For my first spiritual classroom with the kids, I decided to start with something they were already extremely familiar with: Christmas. While I had talked briefly about the various meanings of the holiday in the past, I decided we would look at 3 different perspectives:
- The Bible nativity according to St. Luke
- An alternative Christian nativity story
- The First Yule, the pagan story of the birth of the Sun King
The Biblical Perspective
My bible is the Holy Bible: From the Ancient Eastern Text: George M. Lamsa’s Translation From the Aramaic of the Peshitta Revised Edition by Lamsa, George M. , which is a fairly academic translation that I like. Nevertheless, the text is still a bit hard for a 6- and an 8-year-old kid to follow, so I googled to find a more kid-friendly version of the nativity as told in the book of St. Luke.
The Other Bible
The other Bible I own is The Other Bible, edited by Willis Barnstone. It includes a number of other texts that are contemporary with the Bible but not actually included in it, because they were considered blasphemous, or what have you. In it is a A Latin Infancy Gospel: The Birth of Jesus, from the Christian Apocrypha. This is a medieval document, and the exact source(s) is unknown. All of the text in this book is pretty difficult, so here is a more kid-friendly summary of this short text:
A girl came a with a birthing chair, and she stopped when she saw Joseph and Mary.
“Child, where are you going with that chair?” asked Joseph.
She said, “My mistress sent me here because she was summoned to help with an unusual birth, and that a girl would give birth for the first time. So she sent me ahead with the chair.”
Joseph saw that the midwife was coming, and he greeted her and said that he sought a Hebrew midwife. The midwife asked, “Who is the young woman who is going to give birth in this cave?”
Joseph answered, “Mary, who was promised to me, who was raised in the Lord’s Temple.”
The midwife said, “She is not your wife?”
Joseph replied, “She was promised to me, but was made pregnant by the Holy Spirit.”
The midwife said, “Is this true?”
Joseph said, “Come and see.”
They went to the cave, and Joseph invited her in, but the midwife was afraid of the great light that shone in the cave. The light stayed all day and through the night.
Joseph said, “Mary, I have brought Zachel, a midwife. She is afraid to enter the cave.” Mary smiled, and Joseph ordered the midwife to attend her.
After many hours, the midwife cried, “Lord, great God, have mercy, because I have never seen or heard or dreamt of such a thing, that a baby could be born without blood or pain. This girl conceived as a virgin, gave birth as a virgin, and remained a virgin after birth.”
The midwife later related the events to Symeon, Joseph’s son:
“When I saw her, Mary held her head, listening to Heaven, and was very still.

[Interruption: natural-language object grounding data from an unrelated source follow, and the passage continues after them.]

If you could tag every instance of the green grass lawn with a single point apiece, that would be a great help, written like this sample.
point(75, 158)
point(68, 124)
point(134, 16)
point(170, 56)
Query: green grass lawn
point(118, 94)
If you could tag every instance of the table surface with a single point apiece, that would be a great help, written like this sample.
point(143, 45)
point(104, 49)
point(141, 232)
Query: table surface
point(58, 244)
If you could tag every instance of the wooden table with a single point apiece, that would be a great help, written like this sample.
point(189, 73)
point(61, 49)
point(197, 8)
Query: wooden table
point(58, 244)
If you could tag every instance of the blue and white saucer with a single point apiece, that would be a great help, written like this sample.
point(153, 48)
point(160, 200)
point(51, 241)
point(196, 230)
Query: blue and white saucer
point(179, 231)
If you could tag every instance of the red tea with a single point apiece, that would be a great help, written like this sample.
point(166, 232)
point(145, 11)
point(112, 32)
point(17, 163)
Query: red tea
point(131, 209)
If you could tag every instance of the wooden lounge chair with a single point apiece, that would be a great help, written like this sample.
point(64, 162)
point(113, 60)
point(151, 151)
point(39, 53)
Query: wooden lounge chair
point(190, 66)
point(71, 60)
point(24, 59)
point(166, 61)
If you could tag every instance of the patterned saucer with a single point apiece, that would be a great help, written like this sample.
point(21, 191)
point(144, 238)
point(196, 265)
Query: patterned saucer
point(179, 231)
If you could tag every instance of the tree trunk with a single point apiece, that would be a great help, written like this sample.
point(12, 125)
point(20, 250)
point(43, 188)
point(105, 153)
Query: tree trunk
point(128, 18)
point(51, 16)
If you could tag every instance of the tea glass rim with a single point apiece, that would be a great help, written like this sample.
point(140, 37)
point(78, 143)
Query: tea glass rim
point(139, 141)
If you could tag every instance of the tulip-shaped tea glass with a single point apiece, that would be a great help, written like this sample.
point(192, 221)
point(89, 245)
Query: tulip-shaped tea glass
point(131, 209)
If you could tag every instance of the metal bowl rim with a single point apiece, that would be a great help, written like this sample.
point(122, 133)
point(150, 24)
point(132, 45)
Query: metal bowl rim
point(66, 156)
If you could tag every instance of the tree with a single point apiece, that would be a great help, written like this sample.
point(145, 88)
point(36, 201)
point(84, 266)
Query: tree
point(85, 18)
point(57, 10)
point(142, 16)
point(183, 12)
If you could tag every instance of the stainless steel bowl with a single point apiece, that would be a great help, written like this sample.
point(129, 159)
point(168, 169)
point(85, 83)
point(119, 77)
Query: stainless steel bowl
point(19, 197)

I asked her if she felt any pain, but she said nothing. As it came to be time for the birth, everything was silent. The winds stopped, and there was no motion in the trees. You couldn’t hear the sound of water, and the streams did not flow. The earth itself stopped turning, and time stopped. Everything was silent, waiting.
“When the baby was born, the light came forth, and Mary worshiped the child, who shone bright and beautiful like the sun. He appeared as peace, soothing the whole world. I heard the voices of invisible beings, who said, ‘Amen.’ The light of the child obscured the light of the sun, and the cave was filled with bright light and a sweet smell.
“I was amazed, but after a while, the light shrank, and the baby looked just like any other child. I touched him and lifted him, and he had no weight. He also did not have any mark or blemish on him. He did not cry as newborn children often do. While I held him, he laughed at me and looked at me intently. Suddenly a great light came forth from his eyes like a great flash of lightning.”
The First Yule (A Wiccan Tale)
Christmas exists because of the pagan festival Yule, which marks the winter solstice and the birth of the Sun King. Any balanced study of Christmas should be sure to include this perspective.
These stories raised a number of questions, including whether angels could actually talk to people. I explained that they could, although it might not look like they were standing next you and physically talking. I taught the children a simple meditation to learn to talk with angels and light beings, which I will share in a later blog.
Other good questions to ask include:
- What are the similarities among these stories?
- What are the differences?
- Can there be multiple ways of telling a story? If so, can there be one that is more “correct” than another? Does it matter?
- Which story did you like the best, and why?